Elle respira plus fort et souleva ses paupières.

Alors il éprouva le besoin irrésistible de ne plus la voir et de ne plus même penser à elle.

Ouvrant la fenêtre, il écouta. Des pas, lui sembla-t-il, arrivaient de la falaise. Léonard avait dû constater, en atteignant le rivage, que l’expédition se réduisait à la capture d’un mannequin, et, sans doute, inquiet de Joséphine Balsamo, venait-il à son secours.

— Qu’il la trouve ici, qu’il l’emporte ! se dit-il. Qu’elle meure ou qu’elle vive ! Qu’elle soit heureuse ou malheureuse ! Je m’en moque !… Je ne veux plus rien savoir d’elle. Assez ! Assez de cet enfer !
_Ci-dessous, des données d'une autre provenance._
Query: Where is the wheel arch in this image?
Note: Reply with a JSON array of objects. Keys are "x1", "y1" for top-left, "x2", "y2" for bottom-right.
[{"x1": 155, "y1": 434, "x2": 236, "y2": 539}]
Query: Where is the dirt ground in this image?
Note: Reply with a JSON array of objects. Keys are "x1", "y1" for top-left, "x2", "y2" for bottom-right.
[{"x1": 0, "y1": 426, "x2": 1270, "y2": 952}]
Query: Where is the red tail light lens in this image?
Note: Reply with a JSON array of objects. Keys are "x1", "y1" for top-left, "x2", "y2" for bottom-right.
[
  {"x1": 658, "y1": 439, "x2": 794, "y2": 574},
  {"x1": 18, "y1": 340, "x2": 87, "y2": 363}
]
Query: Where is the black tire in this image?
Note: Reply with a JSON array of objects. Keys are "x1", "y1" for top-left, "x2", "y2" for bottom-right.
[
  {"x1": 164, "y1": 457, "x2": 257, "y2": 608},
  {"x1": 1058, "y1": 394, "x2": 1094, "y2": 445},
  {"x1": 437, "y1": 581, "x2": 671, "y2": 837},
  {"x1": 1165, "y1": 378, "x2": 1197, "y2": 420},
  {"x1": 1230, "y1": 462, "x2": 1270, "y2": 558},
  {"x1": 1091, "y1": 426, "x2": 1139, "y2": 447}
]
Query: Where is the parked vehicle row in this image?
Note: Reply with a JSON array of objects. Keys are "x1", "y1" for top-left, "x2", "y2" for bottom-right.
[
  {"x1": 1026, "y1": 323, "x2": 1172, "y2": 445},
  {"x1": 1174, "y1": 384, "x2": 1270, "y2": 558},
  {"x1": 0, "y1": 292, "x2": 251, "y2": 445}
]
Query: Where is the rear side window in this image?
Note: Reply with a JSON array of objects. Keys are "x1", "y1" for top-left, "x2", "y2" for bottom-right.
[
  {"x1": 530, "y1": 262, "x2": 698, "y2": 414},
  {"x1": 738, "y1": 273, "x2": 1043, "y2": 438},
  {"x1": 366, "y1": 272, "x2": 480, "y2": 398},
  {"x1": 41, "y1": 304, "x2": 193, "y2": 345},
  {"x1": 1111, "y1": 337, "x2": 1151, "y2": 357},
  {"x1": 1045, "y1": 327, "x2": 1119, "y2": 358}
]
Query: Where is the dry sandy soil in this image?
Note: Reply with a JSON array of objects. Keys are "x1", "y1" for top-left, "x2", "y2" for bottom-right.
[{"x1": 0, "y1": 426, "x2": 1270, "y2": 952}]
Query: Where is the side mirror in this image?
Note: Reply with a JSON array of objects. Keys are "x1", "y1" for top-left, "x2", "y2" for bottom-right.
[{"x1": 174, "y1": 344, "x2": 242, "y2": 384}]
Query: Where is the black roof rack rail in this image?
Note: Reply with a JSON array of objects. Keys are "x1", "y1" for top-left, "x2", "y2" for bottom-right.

Et, sans une parole, sans un regard à la femme qui lui tendait les bras et le suppliait, il partit…

Le lendemain matin, Raoul se faisait annoncer chez Clarisse d’Étigues.

Pour ne pas toucher trop tôt à des blessures qu’il devinait si sensibles, il n’avait pas revu la jeune fille. Mais elle savait qu’il était là, et, tout de suite, il comprit que le temps accomplissait déjà son œuvre. Les joues étaient plus roses. Les yeux brillaient d’espoir.

— Clarisse, lui dit-il, dès le premier jour vous avez promis de tout me pardonner…

— Je n’ai rien à vous pardonner, Raoul, affirma la jeune fille, qui pensait à son père.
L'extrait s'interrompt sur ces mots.